Amman (KABARIN) - Sekretaris Kabinet Teddy Indra Wijaya mengungkap isi pertemuan bilateral antara Presiden Prabowo Subianto dan Raja Yordania Abdullah II di Istana Basman, Amman, Rabu, yang salah satunya membahas isu Palestina.
Pertemuan ini menjadi agenda utama kunjungan Presiden Prabowo ke Amman dan dihadiri beberapa pejabat, termasuk Menteri Luar Negeri RI Sugiono, Menteri ESDM Bahlil Lahadalia, serta Seskab Teddy sendiri. Dari pihak Yordania hadir Putra Mahkota Pangeran Hussein dan Menteri Luar Negeri Ayman Safadi.
“(Pertemuan, red.) menindaklanjuti rapat pertama BoP dengan Arab Saudi, UAE, Qatar, Kuwait, Bahrain, dan negara lain sesama anggota BoP,” ujar Teddy di Amman setelah pertemuan.
Teddy menjelaskan Presiden Prabowo dan Raja Abdullah II juga membahas penguatan peran Indonesia dan Yordania dalam menangani situasi di Gaza. Yordania dianggap punya posisi strategis untuk mendukung akses kemanusiaan dan jalur diplomasi di kawasan.
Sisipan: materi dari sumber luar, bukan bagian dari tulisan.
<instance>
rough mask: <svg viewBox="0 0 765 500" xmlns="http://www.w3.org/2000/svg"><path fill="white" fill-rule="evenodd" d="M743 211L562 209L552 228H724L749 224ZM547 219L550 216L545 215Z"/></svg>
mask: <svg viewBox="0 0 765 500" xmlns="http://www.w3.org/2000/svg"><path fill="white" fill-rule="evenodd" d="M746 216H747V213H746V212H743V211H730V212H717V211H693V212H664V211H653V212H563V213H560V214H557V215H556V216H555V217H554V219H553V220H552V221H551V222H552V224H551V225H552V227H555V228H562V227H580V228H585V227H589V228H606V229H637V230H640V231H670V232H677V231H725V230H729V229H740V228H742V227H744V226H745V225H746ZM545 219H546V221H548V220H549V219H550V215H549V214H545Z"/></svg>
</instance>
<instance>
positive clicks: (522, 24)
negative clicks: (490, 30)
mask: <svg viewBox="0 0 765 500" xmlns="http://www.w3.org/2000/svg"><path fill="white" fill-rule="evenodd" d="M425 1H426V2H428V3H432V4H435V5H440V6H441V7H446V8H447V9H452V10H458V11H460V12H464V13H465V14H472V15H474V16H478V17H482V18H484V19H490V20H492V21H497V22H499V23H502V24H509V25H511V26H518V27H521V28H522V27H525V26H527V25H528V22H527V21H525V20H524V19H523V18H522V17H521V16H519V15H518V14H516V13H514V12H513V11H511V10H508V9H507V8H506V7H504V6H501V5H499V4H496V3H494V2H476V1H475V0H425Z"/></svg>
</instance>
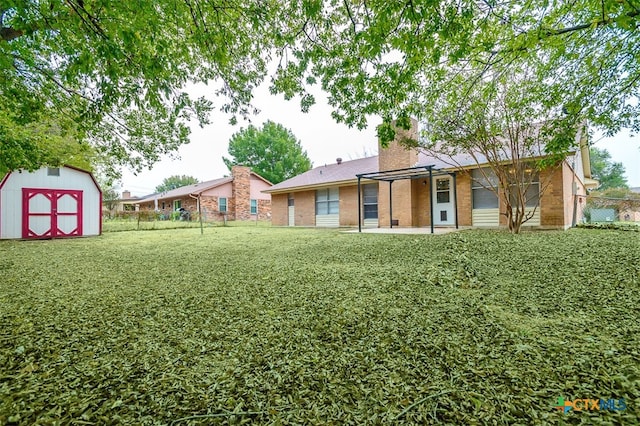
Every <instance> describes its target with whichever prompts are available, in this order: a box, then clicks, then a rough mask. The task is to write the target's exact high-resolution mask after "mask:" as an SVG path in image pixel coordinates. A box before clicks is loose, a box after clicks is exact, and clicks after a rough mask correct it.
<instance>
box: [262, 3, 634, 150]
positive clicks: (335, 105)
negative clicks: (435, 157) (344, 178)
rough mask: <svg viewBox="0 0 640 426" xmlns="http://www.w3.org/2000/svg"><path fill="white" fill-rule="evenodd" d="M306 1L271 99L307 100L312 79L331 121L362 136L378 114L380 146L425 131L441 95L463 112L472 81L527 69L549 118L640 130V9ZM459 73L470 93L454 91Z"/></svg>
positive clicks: (297, 22)
mask: <svg viewBox="0 0 640 426" xmlns="http://www.w3.org/2000/svg"><path fill="white" fill-rule="evenodd" d="M310 3H312V4H307V3H305V4H307V7H306V8H299V7H298V5H297V4H296V5H295V7H292V10H290V11H289V12H288V13H287V16H288V17H289V19H290V21H292V22H297V24H296V25H294V26H293V27H296V26H297V28H294V29H292V30H291V32H289V33H287V36H288V37H289V39H293V38H295V36H296V34H298V33H301V34H302V37H300V38H297V39H296V41H297V43H293V42H289V44H287V45H284V46H283V47H282V49H283V50H284V51H287V52H288V53H289V54H288V55H287V58H288V60H286V61H282V62H281V64H280V67H279V69H278V73H277V76H276V80H275V83H274V90H276V91H279V92H282V93H284V94H285V96H289V97H291V96H294V95H301V96H302V97H303V100H305V99H307V100H308V96H309V95H308V93H307V91H306V89H305V87H306V85H308V84H309V83H314V82H316V81H318V80H319V82H320V84H321V85H322V87H323V89H324V90H326V91H328V92H329V94H330V96H329V103H330V104H331V105H332V106H333V107H334V112H333V116H334V117H335V118H336V120H338V121H342V122H346V123H348V124H353V125H357V126H359V127H363V126H365V125H366V117H367V115H370V114H379V115H382V116H383V118H384V125H383V126H382V127H381V128H380V129H379V135H380V136H381V138H382V139H383V141H389V140H392V139H393V135H394V129H393V126H392V125H391V122H392V121H393V120H394V119H402V118H404V117H408V116H413V117H418V118H420V119H423V120H424V121H426V122H429V121H431V119H432V118H433V115H434V114H437V112H438V111H437V109H438V108H440V107H441V105H435V104H433V103H432V99H434V98H438V97H440V94H442V93H446V94H448V95H450V96H448V97H447V98H446V101H447V103H448V105H451V106H453V105H459V106H462V105H466V104H467V102H468V95H469V93H470V91H472V90H473V89H474V86H475V84H476V83H477V82H478V81H480V80H482V79H484V78H487V77H490V78H493V77H495V76H508V77H515V78H518V77H519V76H520V77H522V76H524V75H525V74H523V70H524V69H525V68H526V75H530V76H531V81H530V83H531V84H530V89H531V90H532V93H534V94H536V96H537V98H538V100H539V102H540V104H542V105H543V106H544V107H545V108H546V107H555V108H557V109H559V110H564V112H565V113H566V114H567V115H571V116H573V121H574V122H579V121H581V120H583V119H586V120H589V121H590V122H591V123H594V124H595V125H597V126H600V127H601V128H603V129H604V130H605V131H606V133H607V134H612V133H615V132H616V131H618V130H619V129H620V128H622V127H630V128H632V129H634V130H639V129H640V114H639V112H640V102H637V100H638V92H639V90H640V56H639V55H637V54H636V52H637V46H638V45H640V31H637V27H638V24H639V23H640V7H639V6H638V5H635V4H634V2H632V1H625V0H598V1H596V0H577V1H571V2H562V1H558V2H548V1H546V0H532V1H527V2H524V3H523V2H520V1H502V2H490V1H476V0H462V1H456V2H446V1H433V2H426V1H409V2H385V1H364V0H359V1H345V2H332V3H331V4H328V3H327V2H324V3H321V2H310ZM294 9H295V10H294ZM285 38H286V37H285ZM621 70H624V72H622V71H621ZM451 71H453V73H452V72H451ZM456 74H457V75H464V76H465V84H463V85H459V84H451V79H452V78H454V77H455V75H456ZM519 80H522V78H519ZM485 88H486V89H487V90H488V92H487V93H486V95H490V94H491V92H490V90H492V88H491V87H487V86H485ZM305 96H306V97H307V98H305ZM401 121H402V120H399V122H401ZM557 142H558V143H559V142H563V143H571V142H570V141H569V140H566V139H558V140H557ZM567 148H568V147H567V146H563V145H558V146H556V145H553V144H547V145H546V149H547V150H548V151H555V152H564V151H566V149H567Z"/></svg>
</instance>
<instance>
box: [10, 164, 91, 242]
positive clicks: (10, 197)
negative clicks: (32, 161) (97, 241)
mask: <svg viewBox="0 0 640 426" xmlns="http://www.w3.org/2000/svg"><path fill="white" fill-rule="evenodd" d="M101 211H102V192H101V190H100V187H99V186H98V183H97V182H96V180H95V179H94V177H93V175H92V174H91V173H89V172H87V171H85V170H81V169H78V168H75V167H71V166H62V167H43V168H41V169H39V170H36V171H34V172H27V171H23V170H17V171H13V172H10V173H8V174H6V175H5V176H4V178H3V179H2V181H0V239H10V238H25V239H46V238H64V237H82V236H89V235H100V234H101V233H102V215H101Z"/></svg>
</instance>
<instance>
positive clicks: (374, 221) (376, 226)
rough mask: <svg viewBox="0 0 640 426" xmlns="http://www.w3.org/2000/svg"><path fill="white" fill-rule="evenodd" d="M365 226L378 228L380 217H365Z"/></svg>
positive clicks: (370, 227)
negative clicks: (370, 218)
mask: <svg viewBox="0 0 640 426" xmlns="http://www.w3.org/2000/svg"><path fill="white" fill-rule="evenodd" d="M364 227H365V228H377V227H378V219H365V220H364Z"/></svg>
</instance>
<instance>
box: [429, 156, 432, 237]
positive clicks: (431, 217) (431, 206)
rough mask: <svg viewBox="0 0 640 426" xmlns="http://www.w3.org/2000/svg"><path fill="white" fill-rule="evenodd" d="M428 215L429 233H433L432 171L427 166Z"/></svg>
mask: <svg viewBox="0 0 640 426" xmlns="http://www.w3.org/2000/svg"><path fill="white" fill-rule="evenodd" d="M429 215H430V217H431V233H432V234H433V171H432V170H431V167H429Z"/></svg>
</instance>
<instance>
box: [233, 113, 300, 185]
mask: <svg viewBox="0 0 640 426" xmlns="http://www.w3.org/2000/svg"><path fill="white" fill-rule="evenodd" d="M229 155H230V156H231V158H223V159H222V160H223V161H224V163H225V164H226V165H227V167H228V168H229V170H231V167H232V166H233V165H236V164H241V165H244V166H248V167H251V169H252V170H253V171H254V172H256V173H258V174H259V175H260V176H262V177H263V178H265V179H267V180H268V181H270V182H272V183H274V184H275V183H279V182H282V181H284V180H286V179H289V178H291V177H293V176H296V175H299V174H300V173H304V172H306V171H307V170H309V169H311V160H309V157H308V156H307V153H306V151H304V150H303V149H302V145H301V144H300V141H299V140H297V139H296V137H295V136H294V134H293V133H292V132H291V130H289V129H286V128H285V127H284V126H282V125H281V124H278V123H274V122H272V121H267V122H266V123H264V125H263V126H262V128H261V129H258V128H256V127H255V126H253V125H250V126H249V127H247V128H246V129H242V130H240V131H239V132H237V133H235V134H234V135H233V136H232V137H231V140H230V141H229Z"/></svg>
“Perkuat kerja sama RI-Jordan untuk menangani perdamaian di Gaza. Yordania adalah salah satu pintu masuk melalui darat, laut dan udara,” tambah Teddy.
Kedua pemimpin negara juga membicarakan solusi jangka panjang untuk menyelesaikan konflik Palestina–Israel. Menurut Teddy, pembahasan itu menegaskan Indonesia dan Yordania memiliki pandangan yang sama dalam mendorong penyelesaian yang adil dan berkelanjutan bagi rakyat Palestina.
"Pembahasan mengenai two-state solution,” kata Teddy.
Sebagai penutup kunjungan, Raja Abdullah II bahkan mengantar langsung Presiden Prabowo hingga ke bandara dan menyetir kendaraannya sendiri, sebuah simbol kuat hubungan personal dan diplomatik antara kedua negara di tengah komitmen bersama untuk perdamaian kawasan.